Mais de cette autre espérance qui est de
recevoir la faculté de distinguer les grâces reçues. Celles dont nos forces,
affaiblies voire usées par la confrontation avec le mal présent en ce monde, ne
discernent plus la présence en nous et autour de nous. Jusqu’à éteindre la foi,
jusqu’à laisser tout s’enfoncer dans l’obscurité qui tombe sur les promesses
millénaires. Et jusqu’à ne rien imaginer d’autre que notre rien et notre
égarement dans le silence éternel des espaces infinis, un silence qui
vient se confondre avec le silence de D.ieu.

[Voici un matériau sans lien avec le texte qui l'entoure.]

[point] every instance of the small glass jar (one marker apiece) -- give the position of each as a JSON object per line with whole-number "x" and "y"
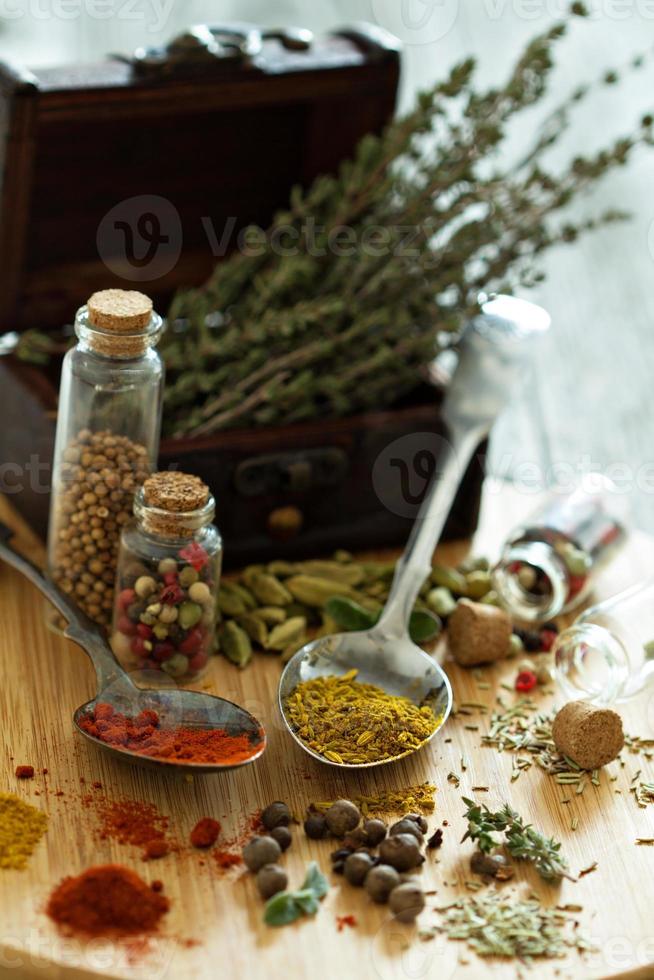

Une faculté qui interroge : sur
quoi ouvrent la conscience d’une incessante donation et la perception d’une sollicitude
aussi inconditionnelle que non réductible, en fin de compte, à la somme des
gratifications qu’elle dispense ?
Il suffit que ce soit sur la capacité
de faire nôtre la certitude où se rejoignent Georges Bernanos et Thérèse de
Lisieux : l’intuition spirituelle, sorte de point sublime de la foi, que « Tout
est grâce ». Quelle plus belle entrée en matière au premier jour d’une
nouvelle année ?
Mais cette grâce n’est pas seule en ce
monde, ou le temps de ce monde serait accompli. Dès lors, et pour utiliser une
expression bien démodée mais qui conserve l’essentiel du sens qu’elle a eu
pendant un temps très long, de quelles bonnes résolutions s’armer pour
affronter la part inachevée du monde ? Lesquelles se recommander
mutuellement ?
Il ne nous appartient pas d’inscrire
sur les murs des Balthazar d’aujourd’hui le «Mane, Thecel, Phares» fatidique.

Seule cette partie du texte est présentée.